Another assignment from this semester involved the concept of "grid" as contemporary composition. Most people chose to do a straightforward grid, a single image divided into nine same-sized parts and put in a square-style arrangement. I wanted to work with jellyfish and I didn't feel that arrangement would work with the idea of jellyfish, the way they overlap and entangle and spread and cloud the sea as they travel in groups. Consequently, I ended up getting a little more...varied and organic with my cropping and arrangement. I wanted to create an illusion of depth and distance through size and overlap and placement of each portion.
Chalk/dry pastel was the required medium for this project. Hoorah for that! Chalk pastel is my favorite color traditional medium (charcoal being my favorite traditional medium period). I have been toying with a gigantic box of nupastel chalk pastels for years on various surfaces. So doing this was fun. Add to it that I love jellyfish and it just got better.
One big source of pride for me in this piece was doing the bubbles entirely from imagination. I'm usually very dependent on references, and while I only looked at photos of Monterey Bay Aquarium lion's mane jellyfish and similar for understanding of shape, I didn't have to look at a photo at ALL for the bubbles. ...I realize that's not very impressive to most people, but to me it was an accomplishment.
The piece was decently received in critique.
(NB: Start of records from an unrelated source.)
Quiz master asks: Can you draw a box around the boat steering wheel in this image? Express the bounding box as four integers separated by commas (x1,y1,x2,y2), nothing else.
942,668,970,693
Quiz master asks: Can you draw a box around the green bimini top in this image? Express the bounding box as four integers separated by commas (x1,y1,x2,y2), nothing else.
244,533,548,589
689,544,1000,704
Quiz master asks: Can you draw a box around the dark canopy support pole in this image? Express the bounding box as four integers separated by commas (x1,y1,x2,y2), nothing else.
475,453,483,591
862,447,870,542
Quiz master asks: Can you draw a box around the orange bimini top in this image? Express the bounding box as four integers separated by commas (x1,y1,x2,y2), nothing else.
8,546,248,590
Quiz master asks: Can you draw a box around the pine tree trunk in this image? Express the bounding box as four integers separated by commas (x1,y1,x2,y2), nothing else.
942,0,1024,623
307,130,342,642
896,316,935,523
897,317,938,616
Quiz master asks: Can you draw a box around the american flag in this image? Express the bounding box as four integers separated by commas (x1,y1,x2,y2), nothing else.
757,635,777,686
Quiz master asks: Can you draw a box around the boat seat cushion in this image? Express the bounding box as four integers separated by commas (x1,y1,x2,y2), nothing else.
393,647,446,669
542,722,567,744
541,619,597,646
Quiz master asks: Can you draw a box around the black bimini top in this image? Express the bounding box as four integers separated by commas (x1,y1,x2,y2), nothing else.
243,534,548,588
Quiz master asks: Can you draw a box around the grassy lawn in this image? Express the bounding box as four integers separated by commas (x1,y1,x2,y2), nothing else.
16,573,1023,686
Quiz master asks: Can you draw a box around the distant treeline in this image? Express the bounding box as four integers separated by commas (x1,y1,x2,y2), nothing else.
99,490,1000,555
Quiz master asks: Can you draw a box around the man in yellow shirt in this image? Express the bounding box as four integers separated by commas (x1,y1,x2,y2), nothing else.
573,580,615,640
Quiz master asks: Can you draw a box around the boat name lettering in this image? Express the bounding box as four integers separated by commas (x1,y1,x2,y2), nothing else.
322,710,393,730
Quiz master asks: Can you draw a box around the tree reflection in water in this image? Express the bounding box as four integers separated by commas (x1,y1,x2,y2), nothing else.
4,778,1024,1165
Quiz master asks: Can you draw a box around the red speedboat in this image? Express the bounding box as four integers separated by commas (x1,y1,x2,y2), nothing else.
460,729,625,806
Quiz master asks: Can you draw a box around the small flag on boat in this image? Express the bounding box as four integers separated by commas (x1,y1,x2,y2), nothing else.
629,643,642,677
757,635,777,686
There was quite a lot of argument as to which jellyfish was the best, and some people opted to declare particular sets of bubbles as their favorites. Grades have not been handed back on it yet and won't for another week from now, but I feel moderately confident that it was an A work.
This cruddy photo was taken when I quickly put them up on a living room wall before exiling the poor jellies to a shoebox. Hopefully they'll be able to come back out sometime, because I think I'd like to add some more parts, perhaps turn it into a mural of a sort.
Media used: Stabilo CarbOthello pastel pencils, a couple Prismacolor NuPastel color sticks (a light blue and the white at one point), tortillons and blending stumps. Canson Mi-Teintes paper in champagne color.